E c’è una data che segna la linea di non ritorno in questa battaglia: è il 13 gennaio scorso, quando il Mattino pubblica l’intervista del prefetto che pone la questione dei murales. Ricordate l’intervento del primo inquilino di Palazzo di governo? «Ho chiesto più volte al Comune di far conoscere la sua posizione perché per parte nostra questi murales sono un pessimo segnale e andrebbero rimossi. Stiamo aspettando una risposta». Una riflessione figlia di un non detto facile da interpretare, a proposito di una richiesta scandita per mesi nelle sedi opportune che non deve aver sortito alcuna risposta da parte del Comune. Uno scenario rimasto cristallizzato ancora per settimane, mesi, con le forze dell’ordine - a partire dalla polizia municipale - pronte ad intervenire, in attesa di un atto formale che mancava, che non arrivava. Intanto, è andata avanti la campagna del Mattino nel fotografare l’indecenza visibile a tutti. Non solo i murales di Ugo Russo e Luigi Caiafa, i due giovanissimi uccisi mentre consumavano rapine - rispettivamente da un carabiniere e da un poliziotto -, ma un’intera galleria di simboli negativi: il palchetto per Emanuele Sibillo (boss della paranza dei bimbi ucciso nel 2015), finanche una cripta abusiva per un rapinatore di orologi ricordato dai propri cari con tanto di custodia esposta in bella mostra: quella di un Rolex, la specialità del vico. 

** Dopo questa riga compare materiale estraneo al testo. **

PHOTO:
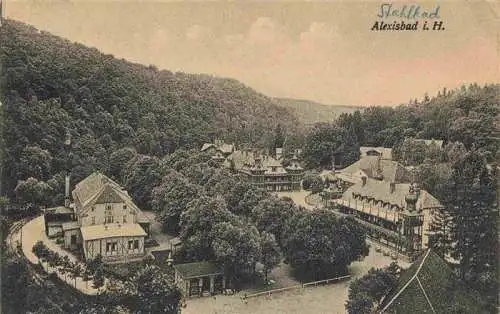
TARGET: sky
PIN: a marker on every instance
(321, 51)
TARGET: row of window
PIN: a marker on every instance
(113, 246)
(109, 207)
(109, 218)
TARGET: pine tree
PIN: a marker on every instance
(439, 232)
(471, 200)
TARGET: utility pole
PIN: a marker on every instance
(1, 11)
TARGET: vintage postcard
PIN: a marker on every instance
(246, 157)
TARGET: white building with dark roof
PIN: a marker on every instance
(266, 171)
(396, 214)
(107, 222)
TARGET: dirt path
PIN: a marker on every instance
(314, 300)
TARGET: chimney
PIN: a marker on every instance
(411, 199)
(67, 148)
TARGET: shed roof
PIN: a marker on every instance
(198, 269)
(111, 231)
(59, 210)
(70, 225)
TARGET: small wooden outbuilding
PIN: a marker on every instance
(199, 278)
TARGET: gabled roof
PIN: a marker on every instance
(198, 269)
(429, 286)
(87, 188)
(373, 165)
(439, 143)
(99, 189)
(386, 153)
(112, 231)
(381, 190)
(206, 146)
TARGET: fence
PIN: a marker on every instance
(305, 285)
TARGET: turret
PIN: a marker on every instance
(411, 199)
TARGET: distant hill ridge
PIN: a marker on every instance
(51, 85)
(310, 112)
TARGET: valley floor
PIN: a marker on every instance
(312, 300)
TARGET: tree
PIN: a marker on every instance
(319, 245)
(270, 253)
(98, 278)
(156, 292)
(33, 191)
(351, 152)
(35, 162)
(470, 197)
(118, 161)
(321, 142)
(197, 222)
(170, 199)
(250, 199)
(312, 182)
(439, 232)
(236, 247)
(142, 174)
(270, 215)
(366, 293)
(202, 215)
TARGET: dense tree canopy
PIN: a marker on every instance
(320, 245)
(366, 293)
(468, 115)
(112, 108)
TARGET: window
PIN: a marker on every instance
(133, 244)
(111, 247)
(109, 217)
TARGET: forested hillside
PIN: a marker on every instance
(468, 115)
(310, 112)
(50, 85)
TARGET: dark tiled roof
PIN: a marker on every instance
(381, 191)
(198, 269)
(429, 286)
(99, 189)
(390, 170)
(385, 152)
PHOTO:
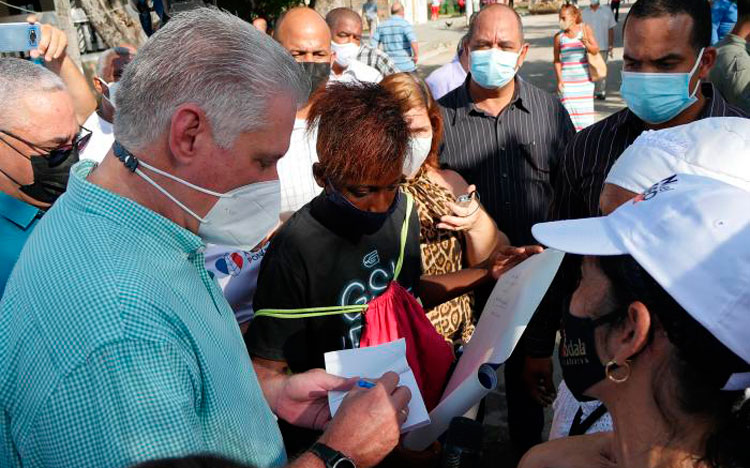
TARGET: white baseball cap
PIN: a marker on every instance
(692, 235)
(717, 147)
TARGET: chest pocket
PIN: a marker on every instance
(536, 167)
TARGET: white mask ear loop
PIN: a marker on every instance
(695, 68)
(169, 195)
(132, 163)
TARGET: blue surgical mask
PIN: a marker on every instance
(659, 97)
(494, 68)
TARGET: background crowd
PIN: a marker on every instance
(188, 232)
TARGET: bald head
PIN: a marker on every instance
(346, 26)
(499, 18)
(305, 34)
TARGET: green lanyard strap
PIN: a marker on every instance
(348, 309)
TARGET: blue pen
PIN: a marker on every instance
(364, 383)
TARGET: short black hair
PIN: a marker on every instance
(698, 10)
(743, 9)
(473, 20)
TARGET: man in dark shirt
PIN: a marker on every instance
(506, 136)
(660, 37)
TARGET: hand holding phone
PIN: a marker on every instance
(20, 37)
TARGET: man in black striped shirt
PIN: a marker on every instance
(660, 37)
(505, 136)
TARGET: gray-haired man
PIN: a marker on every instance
(116, 344)
(39, 138)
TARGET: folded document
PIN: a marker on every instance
(371, 363)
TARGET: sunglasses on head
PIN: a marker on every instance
(58, 155)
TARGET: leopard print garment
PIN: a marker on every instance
(442, 252)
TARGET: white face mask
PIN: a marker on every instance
(419, 149)
(345, 53)
(241, 218)
(112, 90)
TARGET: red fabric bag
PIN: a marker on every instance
(393, 315)
(396, 314)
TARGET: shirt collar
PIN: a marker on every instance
(713, 108)
(467, 107)
(18, 211)
(732, 39)
(92, 199)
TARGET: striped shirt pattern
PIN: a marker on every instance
(396, 35)
(583, 169)
(377, 59)
(117, 347)
(578, 93)
(511, 158)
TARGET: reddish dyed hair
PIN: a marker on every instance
(362, 133)
(414, 94)
(574, 10)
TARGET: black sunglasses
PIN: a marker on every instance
(56, 156)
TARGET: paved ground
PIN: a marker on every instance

Simboli negativi, che veicolano valori distorti, per dirla con il procuratore generale Luigi Riello che, sia nel corso della sua prolusione all’anno giudiziario, sia nell’intervista resa oggi al Mattino, ribadisce un concetto: «La camorra e l’antistato si cibano di questi messaggi, murales e altarini vanno rimossi, ne va della nostra capacità di risanare nel profondo la collettività».

Fatto sta che c’è voluto un intervento del ministro dell’Interno Luciana Lamorgese per rompere il ghiaccio e superare l’immobilismo di anni.

Via il murale di Caiafa in via Sedil Capuano, mentre in Procura una sezione di pm coordinata dall’aggiunto Vincenzo Piscitelli sta portando a termine la mappatura dello scempio del nostro patrimonio monumentale. Quanti ne sono i graffiti e gli abusi? Probabilmente migliaia, disseminati in tutta l’area metropolitana, una realtà diventata intollerabile. Ne va della vivibilità quotidiana, come ha denunciato in questi mesi - sempre dalle colonne di questo giornale - l’avvocato Valentina Varano, che ha raccontato una storia indegna di un paese civile: un gruppo di condòmini è stato costretto a tollerare la gigantografia di Luigi Caiafa imposta da amici e parenti del ragazzino ucciso (per la cui giovane vita distrutta resta il dolore di tutti), rischiando addirittura la beffa di una multa da parte del Comune. Ne sono seguiti appelli, denunce, in un racconto che accomuna virtualmente migliaia di persone. Quanti genitori hanno dovuto mentire ai figli, che chiedevano a chi appartenessero quei volti immortalati sulle mura sotto casa? E quanti turisti, negli anni scorsi, sono rimasti impressionati di fronte a immagini di tale degrado? Uno scenario distorto, in cui ha fatto rumore anche la decisione di alcuni intellettuali cittadini di sottoscrivere un manifesto in favore del murale di Ugo Russo, poi riprodotto addirittura nelle strade di Roma.

Come se la richiesta di verità e giustizia in un processo (richiesta che appartiene a tutti i cittadini di uno stato civile) potesse autorizzare l’imposizione di un volto, la santificazione di una scelta errata o di metodi violenti. Uno scenario che ora impone di agire, non solo in modo repressivo, a partire da una sfida: riempire gli spazi, sovvertire la tavola dei valori. Si potrebbe ricominciare con un murale di un operaio morto sul lavoro, di un vigilante aggredito alle spalle o di una donna stroncata mentre assisteva i propri cari.